SEMTM0016 Artificial Intelligence for Robotics
SEMTM0016 Coursework - Part B
Task Overview
You are the mighty HeroBot traversing the MazeDungeon where you will encounter many different entities.
You can find the MazeDungeon environment repository via this link: https://github. com/ uobcll/SEMTM0016_DungeonMazeWorld
• You can follow the README of the repository for the basic components of MazeDungeon environment.
• manual control . py : The code in this file shows how to load the dungeon maze env, how to reset the environment and how to check the state, action and reward from environment.
You have three tasks to complete:
Q1: Load the environment and implement rollout function and some simple policies.
Q2: Implement the model-based methods: Policy iteration and value iteration.
Q3: Implement the model-free methods: Monte-Carlo and Temporal Difference.
Question 1 - Simulation in environment and policies (4 Marks):
(1.1) Implement a rollout function by which you can sample a complete trajectory in the envi- ronment for a given policy. The function takes in the environment and policy, and returns the full rollout trajectory (e.g., a list of transition tuples where each tuple is (state, action, reward). The maximum environment step is set as 100 and grid size as 6.
(1.2) Implement the random policy (e.g. a uniform policy distribution over the action space for every state) to obtain the action the agent will take, and take trajectory using the rollout function in part (1.1) and the random policy.
(1.3) Implement the All-forward policy: only take move forwards action for every state, , and take trajectory using the rollout function in part (1.1) and the all-forward policy.

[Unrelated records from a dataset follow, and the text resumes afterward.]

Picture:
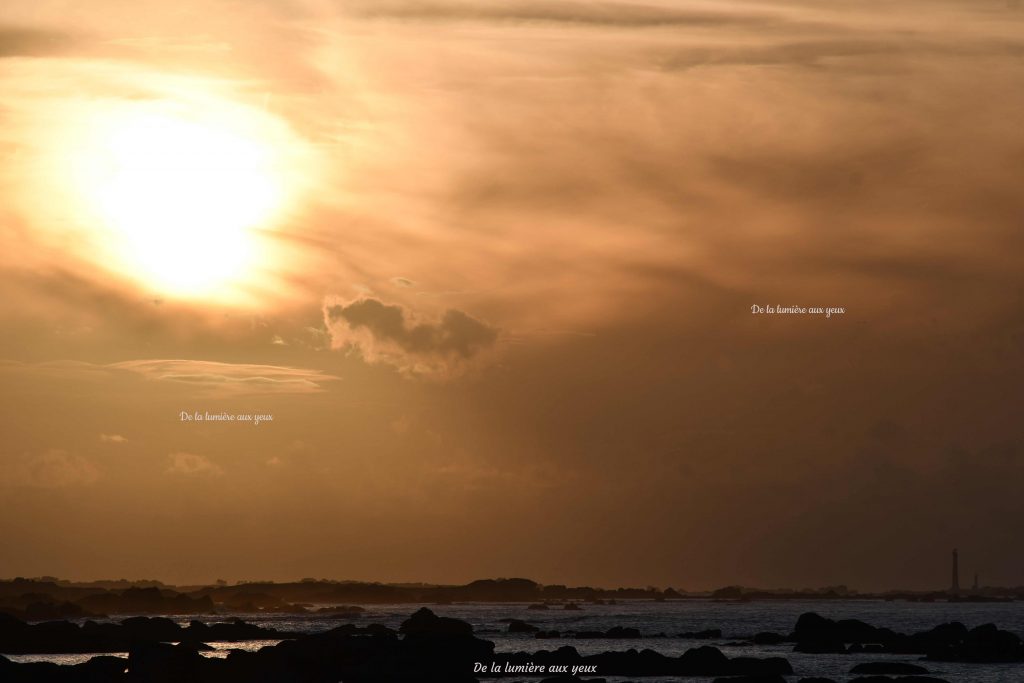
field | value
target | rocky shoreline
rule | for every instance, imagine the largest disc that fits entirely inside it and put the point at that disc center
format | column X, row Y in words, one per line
column 427, row 647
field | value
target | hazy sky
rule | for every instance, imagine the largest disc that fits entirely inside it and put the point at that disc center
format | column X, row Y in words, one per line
column 491, row 266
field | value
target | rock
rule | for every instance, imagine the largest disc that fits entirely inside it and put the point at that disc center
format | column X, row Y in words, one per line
column 160, row 663
column 982, row 644
column 886, row 668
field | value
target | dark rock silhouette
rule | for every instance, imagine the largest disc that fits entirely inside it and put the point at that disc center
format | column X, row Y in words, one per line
column 947, row 642
column 425, row 648
column 709, row 634
column 888, row 668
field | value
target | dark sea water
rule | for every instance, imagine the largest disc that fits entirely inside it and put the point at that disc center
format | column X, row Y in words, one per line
column 735, row 620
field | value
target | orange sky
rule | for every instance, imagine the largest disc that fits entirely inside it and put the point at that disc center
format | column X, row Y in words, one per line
column 491, row 268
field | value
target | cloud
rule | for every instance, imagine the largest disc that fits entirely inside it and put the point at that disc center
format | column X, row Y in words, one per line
column 32, row 42
column 53, row 469
column 392, row 334
column 612, row 14
column 228, row 378
column 188, row 464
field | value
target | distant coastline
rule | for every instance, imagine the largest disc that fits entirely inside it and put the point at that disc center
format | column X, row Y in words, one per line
column 49, row 597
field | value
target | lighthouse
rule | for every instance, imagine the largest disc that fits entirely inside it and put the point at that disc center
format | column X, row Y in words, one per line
column 954, row 588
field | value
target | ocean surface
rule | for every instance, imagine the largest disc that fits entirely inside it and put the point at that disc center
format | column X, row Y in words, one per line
column 736, row 621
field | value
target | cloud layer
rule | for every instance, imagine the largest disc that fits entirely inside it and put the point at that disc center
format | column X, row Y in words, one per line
column 391, row 333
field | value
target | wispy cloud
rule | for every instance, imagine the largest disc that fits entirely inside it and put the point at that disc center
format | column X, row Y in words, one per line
column 189, row 464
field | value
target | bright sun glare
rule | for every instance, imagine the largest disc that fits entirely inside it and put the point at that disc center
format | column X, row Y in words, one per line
column 180, row 197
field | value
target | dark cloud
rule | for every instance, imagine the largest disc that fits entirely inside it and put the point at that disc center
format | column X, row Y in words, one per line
column 390, row 332
column 591, row 13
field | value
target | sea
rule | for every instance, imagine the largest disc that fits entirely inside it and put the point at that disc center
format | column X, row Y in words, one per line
column 737, row 621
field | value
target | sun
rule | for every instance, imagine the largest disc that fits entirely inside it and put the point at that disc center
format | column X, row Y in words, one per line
column 180, row 197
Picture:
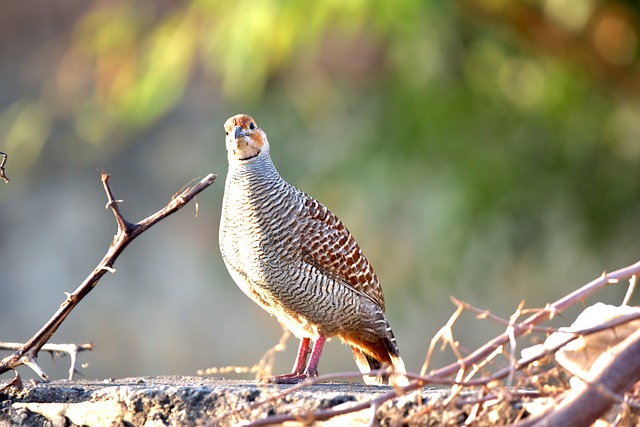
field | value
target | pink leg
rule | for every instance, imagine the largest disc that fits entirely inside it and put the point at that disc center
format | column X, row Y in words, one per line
column 312, row 368
column 301, row 359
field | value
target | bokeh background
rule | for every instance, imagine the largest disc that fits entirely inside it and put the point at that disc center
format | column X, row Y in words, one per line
column 483, row 149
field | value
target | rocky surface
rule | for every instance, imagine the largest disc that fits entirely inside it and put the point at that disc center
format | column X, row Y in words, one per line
column 187, row 401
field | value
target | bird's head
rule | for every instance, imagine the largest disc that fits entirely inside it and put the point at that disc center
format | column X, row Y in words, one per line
column 244, row 139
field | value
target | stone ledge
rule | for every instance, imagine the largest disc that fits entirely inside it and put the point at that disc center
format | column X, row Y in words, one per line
column 184, row 401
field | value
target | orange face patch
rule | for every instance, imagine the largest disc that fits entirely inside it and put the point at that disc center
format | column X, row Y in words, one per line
column 244, row 139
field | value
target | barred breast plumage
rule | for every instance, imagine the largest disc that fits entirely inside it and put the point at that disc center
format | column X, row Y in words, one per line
column 297, row 260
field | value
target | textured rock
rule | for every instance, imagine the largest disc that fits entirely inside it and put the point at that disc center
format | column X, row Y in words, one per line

(1.4) Implement the Customized policy: any policy of your choice in this environment, and take trajectory using the rollout function and your customized policy.
Question 2 - Model-based Method (6 marks)

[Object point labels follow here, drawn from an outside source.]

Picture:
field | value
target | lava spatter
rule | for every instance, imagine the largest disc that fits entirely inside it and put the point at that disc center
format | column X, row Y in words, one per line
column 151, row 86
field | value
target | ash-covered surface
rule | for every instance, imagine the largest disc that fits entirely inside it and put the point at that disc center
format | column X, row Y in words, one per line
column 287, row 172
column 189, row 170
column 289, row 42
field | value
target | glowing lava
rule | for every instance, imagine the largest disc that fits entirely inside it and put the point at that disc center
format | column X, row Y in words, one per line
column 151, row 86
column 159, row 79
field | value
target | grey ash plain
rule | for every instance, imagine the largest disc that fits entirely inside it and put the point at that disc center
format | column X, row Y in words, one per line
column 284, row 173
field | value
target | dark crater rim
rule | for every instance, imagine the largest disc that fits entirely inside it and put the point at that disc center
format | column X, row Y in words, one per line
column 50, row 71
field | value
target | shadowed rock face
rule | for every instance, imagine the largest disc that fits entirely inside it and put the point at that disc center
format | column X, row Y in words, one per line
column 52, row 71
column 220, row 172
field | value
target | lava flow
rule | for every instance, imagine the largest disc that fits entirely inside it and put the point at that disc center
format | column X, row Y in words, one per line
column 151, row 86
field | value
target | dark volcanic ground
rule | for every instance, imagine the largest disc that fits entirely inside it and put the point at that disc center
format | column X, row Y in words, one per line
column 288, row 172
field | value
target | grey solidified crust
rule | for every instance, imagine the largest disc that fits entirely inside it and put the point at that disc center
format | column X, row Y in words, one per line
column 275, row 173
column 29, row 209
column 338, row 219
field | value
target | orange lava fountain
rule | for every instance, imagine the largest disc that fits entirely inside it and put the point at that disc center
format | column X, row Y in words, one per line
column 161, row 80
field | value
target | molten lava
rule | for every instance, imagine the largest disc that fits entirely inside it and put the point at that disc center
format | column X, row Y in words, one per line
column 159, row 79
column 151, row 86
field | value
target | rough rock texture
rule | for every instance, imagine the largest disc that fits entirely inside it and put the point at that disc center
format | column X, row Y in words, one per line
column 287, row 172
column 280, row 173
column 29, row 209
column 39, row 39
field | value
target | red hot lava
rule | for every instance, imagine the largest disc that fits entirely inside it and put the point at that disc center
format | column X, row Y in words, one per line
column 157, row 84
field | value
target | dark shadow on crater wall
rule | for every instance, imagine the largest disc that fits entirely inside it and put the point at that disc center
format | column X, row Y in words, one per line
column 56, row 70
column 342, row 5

Let us set the grid size as 8, discount factor=1 and initial policy as random policy. Implement policy iteration and value iteration algorithm to get the optimal policy for the given environment. Specifically, you need to complete the following sub-tasks:
(2.1) Initialize value table. Implement policy iterations policy evaluation process conducting mul- tiple bellman equation updates utill the value table converges.
(2.2) Implement policy improvement process in policy iteration.

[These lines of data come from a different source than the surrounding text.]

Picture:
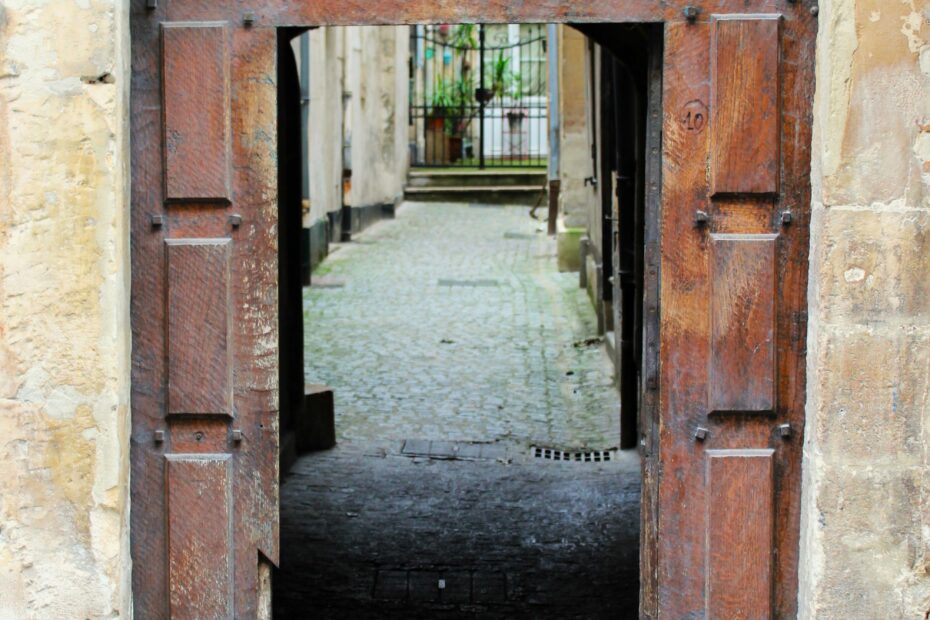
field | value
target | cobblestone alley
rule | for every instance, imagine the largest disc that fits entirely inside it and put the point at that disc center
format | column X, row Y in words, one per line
column 454, row 348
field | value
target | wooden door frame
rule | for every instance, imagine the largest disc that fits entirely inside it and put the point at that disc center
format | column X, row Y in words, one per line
column 275, row 14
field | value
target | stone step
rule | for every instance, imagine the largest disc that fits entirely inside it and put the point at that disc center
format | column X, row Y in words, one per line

(2.3) Iteratively apply policy evaluation in (2.1) and policy improvement in (2.2) until the final optimal policy and value table converges.
(2.4) Initialize value table. Implement value iteration process till the optimal value table converges. (2.5) Get the optimal policy from the optimal value table derived in (2.4).
(2.6) Analyse how these two algorithms perform differently (e.g, convergence speed, numerical stability, senstivity to initial value table, and how the poilcy changes).
Question 3 - Model-free Method (7 marks)
Let us set the grid size as 10, discount factor=0.99 and initial policy as random policy. The maxi- mum environment step is set as 100. Suppose we do not have access to an explicit environment model and we can only sample trajectories from it. Implement Monte-Carlo and Temporal-Difference learning algorithms. Specifically, you need to complete the following sub-tasks.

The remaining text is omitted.